Metaprogramming in python

Posted by ian2k01 on Mon, 29 Nov 2021 17:03:58 +0100

1, What is metaprogramming

Metaprogramming is a technique for writing computer programs that can see themselves as data, so you can introspect, generate and / or modify it at run time.

Python provides introspection and real-time creation and modification capabilities for basic types such as functions and classes at the language level; We can use decorators to add additional functionality to existing functions, methods, or classes; At the same time, we can also change the behavior of classes by modifying some special methods;

2, Examples of use

  1. Facing a complex and changeable JSON data structure, although Python provides an API for processing JSON data, the return type is dict, which is very inconvenient and unfriendly; Next, an access method similar to the object hierarchy is realized through the meta programming ability provided by python;
import json

str = r'''{
    "name":"mango",
    "age": 30,
    "address":{
        "city":"beijing"  
    },
    "schools":["xiaoxue","zhongxue"],
    "sons":[
        {
            "name":"qing"           
        }
    ]
}'''

obj = json.loads(str)
print(type(obj))
print(obj.get('name'))

# <class 'dict'>
# mango
  1. Object oriented technology advocates encapsulating digital fields and controlling the verification of data fields through access controller; Next, it is implemented through the meta programming ability provided by python;

3, Pass__ getattr__ Acquisition of response dynamic fields

__ getattr__ Is an instance method, which is applicable to calling when accessing an undefined attribute, that is, when the attribute does not exist in the instance, the base class and the ancestor class of the corresponding class;

When obtaining the field value, we first check whether the corresponding field exists. If it does not exist, an exception will be thrown; If the field exists, detect the field type and decide whether to process the nested structure;

import json
from collections import abc

def loadJsonStr():
    str = r'''{
        "name":"mango",
        "age": 30,
        "address":{
            "city":"beijing"  
        },
        "schools":["xiaoxue","zhongxue"],
        "sons":[
            {
                "name":"qing"           
            }
        ]
    }'''

    result = json.loads(str)
    return result;

class JsonObject:

    def __init__(self, jsondict):
        self._data = dict(jsondict)

    def __getattr__(self, name):
        if name in self._data:
            val = self._data.get(name)
            if isinstance(val, abc.Mapping) or isinstance(val, abc.MutableSequence):
                return self.initinner(val)
            else:
                return val
        else:
            raise AttributeError(f"{name} field does not exist")

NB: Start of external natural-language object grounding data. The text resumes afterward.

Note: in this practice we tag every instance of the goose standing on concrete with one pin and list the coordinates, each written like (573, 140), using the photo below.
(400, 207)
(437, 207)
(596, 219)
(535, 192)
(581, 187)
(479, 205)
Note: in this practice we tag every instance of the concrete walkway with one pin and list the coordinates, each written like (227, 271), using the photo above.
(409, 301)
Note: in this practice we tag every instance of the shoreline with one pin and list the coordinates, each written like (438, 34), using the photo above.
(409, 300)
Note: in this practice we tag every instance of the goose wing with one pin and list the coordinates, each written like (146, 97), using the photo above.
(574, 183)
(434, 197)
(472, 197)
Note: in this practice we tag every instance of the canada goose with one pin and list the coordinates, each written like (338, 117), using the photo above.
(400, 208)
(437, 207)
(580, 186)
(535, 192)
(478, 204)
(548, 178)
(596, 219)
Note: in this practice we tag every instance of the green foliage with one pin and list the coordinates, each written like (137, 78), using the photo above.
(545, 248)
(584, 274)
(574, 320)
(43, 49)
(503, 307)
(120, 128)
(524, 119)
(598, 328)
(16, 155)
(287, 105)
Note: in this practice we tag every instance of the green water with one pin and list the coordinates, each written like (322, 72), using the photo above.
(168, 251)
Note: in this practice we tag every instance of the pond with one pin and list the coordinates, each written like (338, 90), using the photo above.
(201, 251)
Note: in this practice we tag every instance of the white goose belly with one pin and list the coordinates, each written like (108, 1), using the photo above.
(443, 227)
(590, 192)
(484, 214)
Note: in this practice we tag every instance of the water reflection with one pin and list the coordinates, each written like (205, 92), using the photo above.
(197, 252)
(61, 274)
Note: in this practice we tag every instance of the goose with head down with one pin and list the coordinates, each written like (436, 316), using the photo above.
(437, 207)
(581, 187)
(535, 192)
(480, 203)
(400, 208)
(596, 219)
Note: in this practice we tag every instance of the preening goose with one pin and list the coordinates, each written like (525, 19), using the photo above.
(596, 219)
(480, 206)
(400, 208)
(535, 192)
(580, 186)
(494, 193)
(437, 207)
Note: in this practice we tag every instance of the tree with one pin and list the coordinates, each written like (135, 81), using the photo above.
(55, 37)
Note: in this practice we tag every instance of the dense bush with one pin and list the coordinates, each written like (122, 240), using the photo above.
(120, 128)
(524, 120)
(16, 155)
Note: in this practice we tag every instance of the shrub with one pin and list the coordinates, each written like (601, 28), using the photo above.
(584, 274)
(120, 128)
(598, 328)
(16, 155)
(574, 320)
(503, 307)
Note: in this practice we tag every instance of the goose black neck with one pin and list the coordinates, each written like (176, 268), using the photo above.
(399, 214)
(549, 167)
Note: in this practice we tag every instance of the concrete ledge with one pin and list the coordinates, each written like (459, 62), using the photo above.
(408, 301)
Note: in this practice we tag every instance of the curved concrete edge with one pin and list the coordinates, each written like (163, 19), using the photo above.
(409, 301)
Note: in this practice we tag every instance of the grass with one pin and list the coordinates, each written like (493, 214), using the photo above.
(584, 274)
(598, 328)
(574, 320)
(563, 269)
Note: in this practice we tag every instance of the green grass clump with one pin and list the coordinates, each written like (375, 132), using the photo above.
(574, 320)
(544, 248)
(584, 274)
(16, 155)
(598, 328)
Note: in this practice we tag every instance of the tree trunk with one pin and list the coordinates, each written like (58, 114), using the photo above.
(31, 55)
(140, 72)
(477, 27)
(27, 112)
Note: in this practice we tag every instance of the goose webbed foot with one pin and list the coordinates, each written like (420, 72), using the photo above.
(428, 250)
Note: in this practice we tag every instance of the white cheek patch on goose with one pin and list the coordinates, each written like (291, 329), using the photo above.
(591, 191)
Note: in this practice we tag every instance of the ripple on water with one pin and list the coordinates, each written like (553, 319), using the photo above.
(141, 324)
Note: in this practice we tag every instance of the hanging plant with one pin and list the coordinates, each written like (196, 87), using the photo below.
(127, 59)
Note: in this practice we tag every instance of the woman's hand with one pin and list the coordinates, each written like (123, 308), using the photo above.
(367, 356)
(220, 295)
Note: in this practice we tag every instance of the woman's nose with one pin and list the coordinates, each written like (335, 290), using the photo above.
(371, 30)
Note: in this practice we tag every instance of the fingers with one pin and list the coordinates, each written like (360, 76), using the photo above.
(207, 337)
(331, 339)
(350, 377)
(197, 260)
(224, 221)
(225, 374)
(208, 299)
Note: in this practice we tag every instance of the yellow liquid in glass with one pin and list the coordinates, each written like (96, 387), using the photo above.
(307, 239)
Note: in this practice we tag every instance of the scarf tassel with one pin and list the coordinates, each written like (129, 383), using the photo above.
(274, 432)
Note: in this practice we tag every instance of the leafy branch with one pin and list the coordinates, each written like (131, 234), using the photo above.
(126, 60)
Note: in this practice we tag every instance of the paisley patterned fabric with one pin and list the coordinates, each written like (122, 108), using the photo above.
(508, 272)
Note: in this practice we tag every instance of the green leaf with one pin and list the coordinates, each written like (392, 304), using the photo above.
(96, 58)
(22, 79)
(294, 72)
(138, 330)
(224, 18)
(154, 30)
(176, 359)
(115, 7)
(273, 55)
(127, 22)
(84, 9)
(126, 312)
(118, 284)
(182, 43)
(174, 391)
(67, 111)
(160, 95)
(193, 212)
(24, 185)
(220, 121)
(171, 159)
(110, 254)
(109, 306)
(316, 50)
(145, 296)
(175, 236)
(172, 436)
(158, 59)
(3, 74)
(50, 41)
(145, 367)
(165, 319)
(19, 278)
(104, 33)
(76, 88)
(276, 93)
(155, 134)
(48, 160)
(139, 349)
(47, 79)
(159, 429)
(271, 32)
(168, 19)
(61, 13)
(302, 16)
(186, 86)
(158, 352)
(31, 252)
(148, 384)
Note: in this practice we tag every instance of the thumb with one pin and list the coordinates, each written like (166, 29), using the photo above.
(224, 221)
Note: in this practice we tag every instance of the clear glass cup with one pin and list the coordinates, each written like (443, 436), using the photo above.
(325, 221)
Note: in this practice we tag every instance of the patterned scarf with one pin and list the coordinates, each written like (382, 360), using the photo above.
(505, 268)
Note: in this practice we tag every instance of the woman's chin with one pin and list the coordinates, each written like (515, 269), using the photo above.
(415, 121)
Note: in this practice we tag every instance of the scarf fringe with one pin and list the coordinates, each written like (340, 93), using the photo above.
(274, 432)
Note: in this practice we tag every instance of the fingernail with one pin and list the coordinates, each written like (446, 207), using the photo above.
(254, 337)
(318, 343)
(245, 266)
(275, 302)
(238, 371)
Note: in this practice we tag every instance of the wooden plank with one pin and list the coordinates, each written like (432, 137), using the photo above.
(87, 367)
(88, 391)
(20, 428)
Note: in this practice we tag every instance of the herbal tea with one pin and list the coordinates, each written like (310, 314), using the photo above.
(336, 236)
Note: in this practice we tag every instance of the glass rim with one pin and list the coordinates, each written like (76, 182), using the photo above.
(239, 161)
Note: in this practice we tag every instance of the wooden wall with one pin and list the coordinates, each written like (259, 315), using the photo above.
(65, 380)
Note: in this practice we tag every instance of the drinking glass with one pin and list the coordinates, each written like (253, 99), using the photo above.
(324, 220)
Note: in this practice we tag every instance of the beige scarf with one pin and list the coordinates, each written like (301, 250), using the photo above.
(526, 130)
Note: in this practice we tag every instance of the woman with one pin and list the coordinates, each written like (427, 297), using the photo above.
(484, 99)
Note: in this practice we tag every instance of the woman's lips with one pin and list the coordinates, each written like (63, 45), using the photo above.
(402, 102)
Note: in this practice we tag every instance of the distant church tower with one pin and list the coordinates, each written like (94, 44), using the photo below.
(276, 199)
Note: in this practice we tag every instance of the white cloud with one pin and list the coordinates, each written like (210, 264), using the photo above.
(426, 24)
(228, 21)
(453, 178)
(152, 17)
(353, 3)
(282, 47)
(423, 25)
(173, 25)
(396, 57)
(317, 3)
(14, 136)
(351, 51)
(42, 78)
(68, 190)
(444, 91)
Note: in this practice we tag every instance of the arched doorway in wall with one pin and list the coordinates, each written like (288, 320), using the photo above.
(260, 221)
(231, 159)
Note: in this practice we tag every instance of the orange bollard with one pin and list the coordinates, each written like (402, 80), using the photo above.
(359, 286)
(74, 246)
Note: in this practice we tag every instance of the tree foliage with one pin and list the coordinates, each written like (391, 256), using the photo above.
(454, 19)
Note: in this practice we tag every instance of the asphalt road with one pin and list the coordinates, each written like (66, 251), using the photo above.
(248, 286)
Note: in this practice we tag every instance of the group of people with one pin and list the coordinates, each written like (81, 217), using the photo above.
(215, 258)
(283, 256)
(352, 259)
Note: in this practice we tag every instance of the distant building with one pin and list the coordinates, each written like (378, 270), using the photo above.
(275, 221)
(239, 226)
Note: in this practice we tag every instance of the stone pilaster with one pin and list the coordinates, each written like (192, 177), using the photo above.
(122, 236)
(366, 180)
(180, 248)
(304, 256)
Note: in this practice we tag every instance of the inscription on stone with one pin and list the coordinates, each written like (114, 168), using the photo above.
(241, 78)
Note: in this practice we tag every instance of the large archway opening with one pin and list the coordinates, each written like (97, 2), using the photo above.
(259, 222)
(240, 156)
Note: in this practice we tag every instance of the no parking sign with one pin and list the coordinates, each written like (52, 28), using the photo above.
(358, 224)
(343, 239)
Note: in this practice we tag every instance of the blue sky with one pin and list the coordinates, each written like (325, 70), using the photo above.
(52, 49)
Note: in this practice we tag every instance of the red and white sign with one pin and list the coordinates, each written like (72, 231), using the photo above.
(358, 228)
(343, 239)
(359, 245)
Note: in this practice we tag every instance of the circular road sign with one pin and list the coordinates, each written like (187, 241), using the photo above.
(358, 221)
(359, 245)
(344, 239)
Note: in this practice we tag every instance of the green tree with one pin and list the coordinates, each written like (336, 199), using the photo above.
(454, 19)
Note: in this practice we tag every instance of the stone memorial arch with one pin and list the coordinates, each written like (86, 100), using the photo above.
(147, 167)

    def initinner(self, obj):
        if isinstance(obj, abc.Mapping):
            return self.__class__(obj)
        elif isinstance(obj,abc.MutableSequence):
            return [self.initinner(item) for item in obj]
        else:
            return obj

jobj = JsonObject(loadJsonStr())
print(jobj.name)
print(jobj.address)
print(jobj.address.city)
print(jobj.schools)
print(jobj.sons[0].name)
print(jobj.noField)

# mango
# <__main__.JsonObject object at 0x7ff7eac1cee0>
# beijing
# ['xiaoxue', 'zhongxue']
# qing
# AttributeError: noField field does not exist

5, Use__ new__ Create objects dynamically

We usually put__ init__ It's called a construction method, but it's actually used to build an instance__ new__: This is a class method that must return an instance. The returned instance is passed to the as the first parameter (i.e. self)__ init__ method. Because call__ init__ Method, and it is forbidden to return any value, so__ init__ Method is actually "initialization method". The real construction method is__ new__. We can complete the parsing of JSon field values in constructor China;

import json
from collections import abc

def loadJsonStr():
    str = r'''{
        "name":"mango",
        "age": 30,
        "address":{
            "city":"beijing"  
        },
        "schools":["xiaoxue","zhongxue"],
        "sons":[
            {
                "name":"qing"           
            }
        ]
    }'''

    result = json.loads(str)
    return result;

class JsonObject:

    def __new__(cls, args, **kwargs):
        obj = args
        if isinstance(obj, abc.Mapping):
            return super().__new__(cls)
        elif isinstance(obj,abc.MutableSequence):
            return [cls(item) for item in obj]
        else:
            return obj

    def __init__(self, jsondict):
        self._data = dict(jsondict)

    def __getattr__(self, name):
        if name in self._data:
            val = self._data.get(name)
            if isinstance(val, abc.Mapping) or isinstance(val, abc.MutableSequence):
                return self.__class__(val)
            else:
                return val
        else:
            raise AttributeError(f"{name} field does not exist")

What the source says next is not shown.